Quando la sperimentazione si fa canone

Maurizio Pollini propone i «Quattro pezzi» di Alban Berg, Stockhausen, il Liszt «moderno», Wagner e Pierre Boulez

Pietro Acquafredda

Maurizio Pollini non è nuovo a programmi impegnativi, come quello che ha predisposto per il concerto romano di questa sera all’Auditorium. Impegnativi non solo per il pianista e sotto il profilo tecnico-stilistico, ma anche per il pubblico che pur di ascoltare il nostro grande interprete, ogni volta si sottomette alla via crucis del difficile ascolto della musica contemporanea. E Pollini non è solo in questa impresa; come lui fanno anche Abbado e Boulez. Al punto che, per non venir meno all’impegno di far conoscere e promuovere la musica del nostro tempo - un debito morale per ogni interprete - i tre sono disposti a snaturare alcuni brani. E accaduto ad Abbado lo scorso ottobre, ancora a Roma. Proponendo la Suite da Prometeo di Luigi Nono - opera nata per una piccola chiesa sconsacrata veneziana e per essere eseguita in una raccolta “arca” di legno costruita da Renzo Piano - ha rischiato di far perdere al pubblico devoto (devoto di Abbado e un po’ meno di Luigi Nono) il gusto ed il senso di quelle esilissime trame che nella sala grande dell’Auditorium era quasi impossibile cogliere.
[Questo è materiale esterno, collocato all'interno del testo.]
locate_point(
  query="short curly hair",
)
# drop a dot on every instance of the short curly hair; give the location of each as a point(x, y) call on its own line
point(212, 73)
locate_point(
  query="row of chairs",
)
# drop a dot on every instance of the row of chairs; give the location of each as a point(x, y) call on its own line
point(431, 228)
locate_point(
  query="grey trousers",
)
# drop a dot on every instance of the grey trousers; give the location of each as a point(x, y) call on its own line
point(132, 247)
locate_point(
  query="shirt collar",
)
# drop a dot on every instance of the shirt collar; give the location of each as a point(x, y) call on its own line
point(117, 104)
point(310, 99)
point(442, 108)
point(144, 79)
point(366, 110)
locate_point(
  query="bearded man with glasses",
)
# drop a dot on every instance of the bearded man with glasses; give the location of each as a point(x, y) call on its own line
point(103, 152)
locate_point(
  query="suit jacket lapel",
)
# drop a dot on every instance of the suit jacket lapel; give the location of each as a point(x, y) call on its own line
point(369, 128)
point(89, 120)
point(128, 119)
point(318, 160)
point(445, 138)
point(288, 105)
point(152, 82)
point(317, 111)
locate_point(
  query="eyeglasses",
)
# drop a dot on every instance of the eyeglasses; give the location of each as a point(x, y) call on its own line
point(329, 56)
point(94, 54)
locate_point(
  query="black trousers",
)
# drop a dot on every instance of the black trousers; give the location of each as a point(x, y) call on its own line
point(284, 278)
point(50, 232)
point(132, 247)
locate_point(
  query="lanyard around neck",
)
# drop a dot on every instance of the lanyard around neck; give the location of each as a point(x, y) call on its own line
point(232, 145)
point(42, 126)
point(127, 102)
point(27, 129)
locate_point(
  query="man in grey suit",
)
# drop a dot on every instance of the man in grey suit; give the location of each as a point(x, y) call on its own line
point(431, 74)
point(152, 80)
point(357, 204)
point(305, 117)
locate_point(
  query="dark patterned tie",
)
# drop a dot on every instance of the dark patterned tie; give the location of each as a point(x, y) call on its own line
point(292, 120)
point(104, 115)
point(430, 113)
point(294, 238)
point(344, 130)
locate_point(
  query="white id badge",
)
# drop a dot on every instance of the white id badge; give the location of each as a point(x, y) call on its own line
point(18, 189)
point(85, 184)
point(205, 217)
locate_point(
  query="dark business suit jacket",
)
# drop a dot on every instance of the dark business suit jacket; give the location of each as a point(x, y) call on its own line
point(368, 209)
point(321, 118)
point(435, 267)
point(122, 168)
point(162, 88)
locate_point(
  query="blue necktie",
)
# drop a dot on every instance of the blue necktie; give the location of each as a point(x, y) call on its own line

Pollini fa ancora di più. Per il suo concerto ha invitato un clarinettista, naturalmente il meglio su piazza, Alain Damiens, al quale cede totalmente la ribalta per un brano di Pierre Boulez che egli stesso tenne a battesimo all’Ircam di Parigi: Dialogue de l’ombre double, per clarinetto e nastro magnetico, per la cui esecuzione è stato predisposto un impianto di amplificazione che diffonderà sotto le “vele” di ciliegio della mastodontica sala Santa Cecilia dell’Auditorium, la musica preregistrata su nastro. Assieme a Pollini, invece, eseguirà i Quattro pezzi di Alban Berg, per clarinetto e pianoforte, enigmatici nella loro inquietante laconicità, oggetto di acutissime analisi, come quella di Boulez che vi scopre «abbozzi di racconti che possiamo leggere nel Diario di Kafka... e ci lasciano sospettare un seguito non espresso oltre la scrittura reale, chiusa».
Si riprende, invece, interamente la ribalta per i due Klavierstucke (il Settimo e il Nono) di Karheinz Stockhausen, brani entrati ormai a far parte della letteratura «storica» del pianoforte, sebbene scritti soltanto negli anni Cinquanta; e per i brani di Liszt che sottolineano ancora una volta l’interesse di Pollini per la musica del passato ma aperta al nuovo, alla sperimentazione, quali sono quelli scritti negli ultimi anni, come epilogo di una vita e nel segno del rinnovamento linguistico (Nuvole grigie - Disastro - La lugubre gondola -. Richard Wagner, Venezia).

E, per terminare, la Sonata in si minore, opera di vasta architettura, senza divisione in movimenti, che Wagner, anche in ragione del suo flusso continuo, mai interrotto, amò particolarmente.
Auditorium, Sala Santa Cecilia. Questa sera alle 21. Maurizio Pollini pianoforte, Alain Damiens clarinetto. Biglietti da 14 a 26 Euro. Informazioni: 06.8082058.